The heroic uprising in Minneapolis against ICE has breathed fire into working-class struggle, with escalatory action providing an avenue for ordinary people to get involved in the fight against Trump. “Operation Metro Surge” being wound down shows what is possible when a multi-gender, multi-racial mass movement backed by striking workers shuts a city down. In this period of uptick in struggle where working people are willing to fight, we need to connect the fight for immigrant rights to the fight against all capitalist oppression. This means taking on Trump’s divide and rule with a united multigender movement and working class tactics that take aim at the system that produces sexism, racism, xenophobia, and transphobia.
This moment of political upheaval can lay the foundation of a much-needed political alternative to the two capitalist parties. Historically, mass movements have the power to cut across gender and racial divides with working-class solidarity. But, without a cohering political force, such positive developments can dissipate. We need a new, working-class party that actually fights on the side of ordinary women and the oppressed.
The Epstein files can continue to be a flash point of mass anger and are a damning indictment of the patriarchal abuse inherent in a society run by the billionaires. No girlboss, no Democrat, and certainly no Marjorie Taylor Greene is going to lead the battle that needs to be fought for the liberation of women. We need a socialist feminist movement that fights for a complete transformation of this rotten system with nothing short of working-class revolution. Only a socialist society can lay the economic basis for ordinary women to have their needs met, their children’s needs met, and a chance at total expression of gender, sexuality, and self.
Socialist Alternative says:
Equal rights for all, including equal pay for equal work. End all harassment, discrimination, and violence against women, LGBTQ people, Black people, immigrants, disabled people, and all marginalized groups.
Defend the right to choose whether and when to have children. Free contraception as part of a broad program for reproductive health including comprehensive, LGBTQ-inclusive sex education.
Free, safe, legal, and accessible abortion. Stop all right-wing attempts to criminalize abortion.

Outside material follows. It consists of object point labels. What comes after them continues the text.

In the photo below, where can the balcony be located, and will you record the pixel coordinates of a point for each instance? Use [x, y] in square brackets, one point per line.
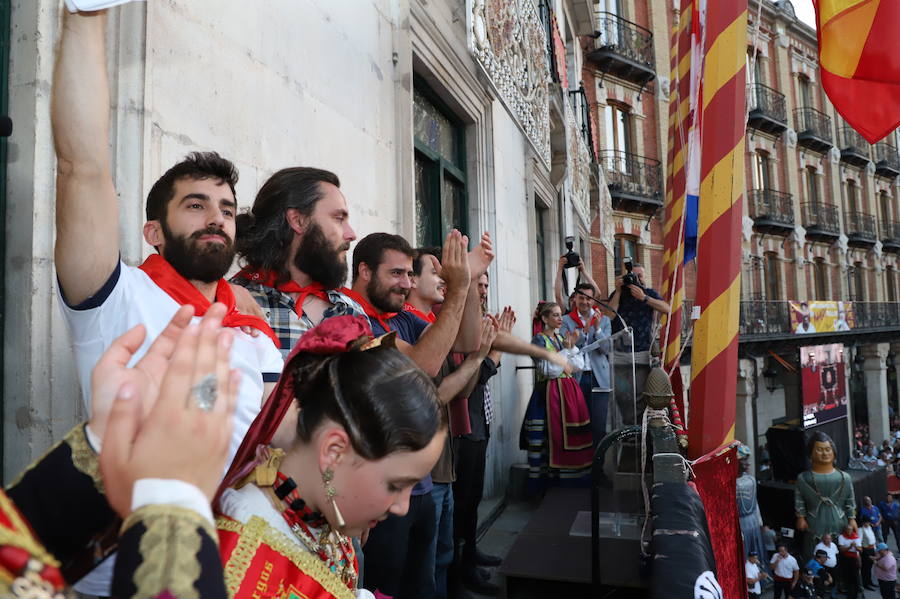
[813, 129]
[772, 211]
[887, 161]
[635, 182]
[766, 109]
[820, 221]
[890, 236]
[854, 147]
[860, 229]
[623, 49]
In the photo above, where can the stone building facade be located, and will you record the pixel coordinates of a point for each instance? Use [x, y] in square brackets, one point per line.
[433, 113]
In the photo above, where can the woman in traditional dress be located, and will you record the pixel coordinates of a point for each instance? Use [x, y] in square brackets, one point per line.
[367, 429]
[557, 428]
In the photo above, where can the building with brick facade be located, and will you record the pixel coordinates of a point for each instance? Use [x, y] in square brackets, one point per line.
[821, 208]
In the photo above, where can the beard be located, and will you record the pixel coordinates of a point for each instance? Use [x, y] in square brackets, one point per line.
[384, 298]
[197, 260]
[319, 260]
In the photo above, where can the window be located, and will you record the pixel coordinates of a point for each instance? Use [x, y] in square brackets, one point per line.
[812, 186]
[857, 283]
[890, 283]
[541, 246]
[820, 279]
[618, 128]
[771, 277]
[762, 178]
[440, 169]
[625, 247]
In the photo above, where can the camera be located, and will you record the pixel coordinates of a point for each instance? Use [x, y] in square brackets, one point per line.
[630, 278]
[572, 257]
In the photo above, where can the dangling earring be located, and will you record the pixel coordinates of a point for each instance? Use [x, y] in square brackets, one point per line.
[330, 492]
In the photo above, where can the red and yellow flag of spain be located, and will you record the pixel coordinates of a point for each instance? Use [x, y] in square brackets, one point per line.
[860, 62]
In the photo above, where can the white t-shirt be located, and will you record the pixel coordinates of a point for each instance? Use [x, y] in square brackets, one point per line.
[129, 298]
[784, 566]
[752, 572]
[831, 550]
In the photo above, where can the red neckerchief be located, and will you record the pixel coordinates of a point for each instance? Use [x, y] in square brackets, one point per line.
[268, 278]
[576, 317]
[430, 317]
[369, 309]
[182, 291]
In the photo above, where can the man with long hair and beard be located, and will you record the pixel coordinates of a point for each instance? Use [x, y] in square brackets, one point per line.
[190, 222]
[293, 246]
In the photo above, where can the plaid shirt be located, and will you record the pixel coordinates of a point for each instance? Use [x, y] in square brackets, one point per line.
[279, 310]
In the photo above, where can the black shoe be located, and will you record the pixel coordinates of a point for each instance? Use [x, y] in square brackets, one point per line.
[472, 580]
[485, 559]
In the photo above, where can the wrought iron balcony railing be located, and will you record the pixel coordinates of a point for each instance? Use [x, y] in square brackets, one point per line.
[820, 219]
[626, 38]
[774, 317]
[890, 235]
[860, 227]
[771, 210]
[766, 108]
[635, 182]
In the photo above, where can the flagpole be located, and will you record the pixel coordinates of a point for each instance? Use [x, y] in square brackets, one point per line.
[714, 356]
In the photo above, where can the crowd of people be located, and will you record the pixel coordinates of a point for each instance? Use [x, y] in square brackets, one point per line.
[351, 423]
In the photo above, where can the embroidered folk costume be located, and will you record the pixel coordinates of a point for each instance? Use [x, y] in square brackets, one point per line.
[271, 543]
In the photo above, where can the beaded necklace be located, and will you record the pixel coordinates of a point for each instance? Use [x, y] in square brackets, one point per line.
[333, 548]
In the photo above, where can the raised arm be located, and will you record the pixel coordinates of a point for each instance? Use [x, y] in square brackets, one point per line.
[87, 217]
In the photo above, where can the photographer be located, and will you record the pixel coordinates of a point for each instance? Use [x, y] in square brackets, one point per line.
[637, 304]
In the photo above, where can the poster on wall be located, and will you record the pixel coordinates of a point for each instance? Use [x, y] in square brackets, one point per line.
[823, 384]
[821, 317]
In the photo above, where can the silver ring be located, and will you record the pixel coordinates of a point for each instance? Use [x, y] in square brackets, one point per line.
[205, 392]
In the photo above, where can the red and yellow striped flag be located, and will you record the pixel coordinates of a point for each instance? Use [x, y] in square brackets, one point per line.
[714, 356]
[674, 209]
[860, 62]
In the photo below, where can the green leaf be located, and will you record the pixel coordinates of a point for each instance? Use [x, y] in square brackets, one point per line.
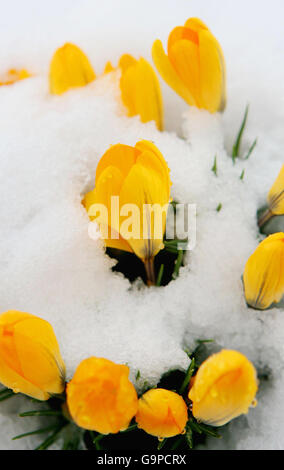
[178, 264]
[214, 167]
[237, 144]
[188, 376]
[40, 413]
[160, 275]
[31, 433]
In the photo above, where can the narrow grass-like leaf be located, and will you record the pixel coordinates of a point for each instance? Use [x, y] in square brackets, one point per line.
[178, 264]
[237, 144]
[251, 149]
[188, 376]
[31, 433]
[160, 275]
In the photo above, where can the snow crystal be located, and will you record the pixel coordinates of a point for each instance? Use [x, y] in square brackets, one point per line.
[50, 147]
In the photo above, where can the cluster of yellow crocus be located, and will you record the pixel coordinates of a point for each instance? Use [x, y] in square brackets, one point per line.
[140, 176]
[264, 273]
[139, 85]
[100, 396]
[194, 66]
[30, 360]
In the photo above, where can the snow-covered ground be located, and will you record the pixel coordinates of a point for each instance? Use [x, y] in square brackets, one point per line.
[49, 149]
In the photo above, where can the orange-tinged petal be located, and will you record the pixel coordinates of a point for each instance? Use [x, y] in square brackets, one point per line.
[223, 388]
[264, 273]
[14, 75]
[100, 396]
[195, 24]
[169, 74]
[69, 68]
[108, 67]
[161, 413]
[184, 56]
[140, 90]
[180, 32]
[276, 194]
[212, 73]
[30, 360]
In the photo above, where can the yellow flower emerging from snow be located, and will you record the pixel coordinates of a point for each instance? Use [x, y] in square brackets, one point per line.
[140, 89]
[69, 68]
[223, 388]
[131, 180]
[264, 273]
[30, 360]
[194, 66]
[14, 75]
[161, 413]
[100, 396]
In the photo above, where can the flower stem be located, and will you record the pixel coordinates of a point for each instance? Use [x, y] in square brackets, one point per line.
[265, 217]
[150, 271]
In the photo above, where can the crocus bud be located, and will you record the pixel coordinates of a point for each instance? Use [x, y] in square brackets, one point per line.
[14, 75]
[140, 90]
[30, 360]
[194, 66]
[276, 195]
[69, 68]
[139, 179]
[161, 413]
[263, 275]
[224, 387]
[100, 396]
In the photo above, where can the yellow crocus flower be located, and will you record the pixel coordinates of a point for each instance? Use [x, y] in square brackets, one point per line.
[14, 75]
[264, 273]
[30, 360]
[275, 199]
[161, 413]
[69, 68]
[223, 388]
[194, 66]
[138, 176]
[100, 396]
[140, 89]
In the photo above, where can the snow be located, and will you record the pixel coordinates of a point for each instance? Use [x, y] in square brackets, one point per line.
[50, 147]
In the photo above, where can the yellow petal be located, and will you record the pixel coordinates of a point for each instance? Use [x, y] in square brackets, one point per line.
[276, 194]
[108, 68]
[184, 56]
[14, 75]
[140, 92]
[100, 396]
[69, 68]
[223, 388]
[264, 273]
[30, 360]
[169, 74]
[195, 24]
[212, 73]
[161, 413]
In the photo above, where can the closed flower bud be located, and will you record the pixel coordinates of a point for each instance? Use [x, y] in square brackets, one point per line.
[194, 66]
[276, 195]
[69, 68]
[162, 413]
[224, 387]
[139, 177]
[140, 90]
[100, 396]
[14, 75]
[30, 360]
[263, 275]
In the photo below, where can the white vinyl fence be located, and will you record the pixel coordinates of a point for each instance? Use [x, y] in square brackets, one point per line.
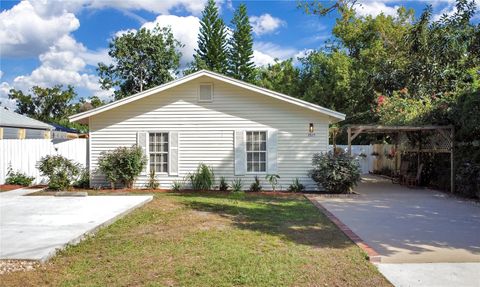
[23, 154]
[366, 163]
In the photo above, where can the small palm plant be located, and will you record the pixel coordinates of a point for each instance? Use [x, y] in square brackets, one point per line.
[273, 180]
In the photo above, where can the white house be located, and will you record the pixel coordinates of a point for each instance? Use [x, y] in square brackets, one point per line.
[238, 129]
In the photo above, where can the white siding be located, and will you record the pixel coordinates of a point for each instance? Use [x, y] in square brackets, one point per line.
[206, 130]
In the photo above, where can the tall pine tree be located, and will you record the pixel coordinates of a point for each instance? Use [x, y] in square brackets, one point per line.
[212, 41]
[241, 47]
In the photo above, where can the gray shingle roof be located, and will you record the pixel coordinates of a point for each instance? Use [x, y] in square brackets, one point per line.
[12, 119]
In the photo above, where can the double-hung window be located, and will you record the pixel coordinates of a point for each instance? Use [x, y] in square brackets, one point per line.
[256, 151]
[158, 151]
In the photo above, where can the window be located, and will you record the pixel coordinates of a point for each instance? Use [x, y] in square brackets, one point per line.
[205, 93]
[158, 150]
[256, 151]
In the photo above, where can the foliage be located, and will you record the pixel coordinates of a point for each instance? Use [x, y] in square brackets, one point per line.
[240, 52]
[61, 171]
[18, 177]
[282, 76]
[223, 186]
[152, 181]
[203, 178]
[123, 164]
[256, 185]
[212, 42]
[335, 173]
[141, 60]
[50, 105]
[84, 179]
[468, 177]
[273, 180]
[296, 186]
[176, 186]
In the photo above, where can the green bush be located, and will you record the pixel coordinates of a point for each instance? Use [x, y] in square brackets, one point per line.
[468, 179]
[296, 186]
[335, 173]
[18, 178]
[203, 178]
[273, 180]
[123, 164]
[84, 180]
[152, 181]
[237, 185]
[223, 186]
[176, 186]
[255, 186]
[61, 171]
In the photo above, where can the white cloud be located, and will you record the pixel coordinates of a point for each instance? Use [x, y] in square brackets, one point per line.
[265, 24]
[25, 32]
[184, 29]
[374, 8]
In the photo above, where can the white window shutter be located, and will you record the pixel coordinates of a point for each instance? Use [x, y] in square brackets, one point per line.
[142, 141]
[272, 143]
[240, 153]
[173, 162]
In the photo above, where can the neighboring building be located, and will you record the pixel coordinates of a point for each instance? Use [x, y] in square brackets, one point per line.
[17, 126]
[238, 129]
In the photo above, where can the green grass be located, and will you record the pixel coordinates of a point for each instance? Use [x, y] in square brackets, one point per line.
[212, 240]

Paid parental leave for 18 months and free, high-quality childcare and preschool for all.
Full legal rights for all queer people, including the right to self-identify and express one’s gender freely. Free, gender-affirming universal healthcare.
Fight racism, sexism, xenophobia, homophobia, transphobia, ableism, and all forms of oppression with working-class solidarity and struggle. Build a mass, multiracial, multi-gender movement against systemic oppression and capitalism.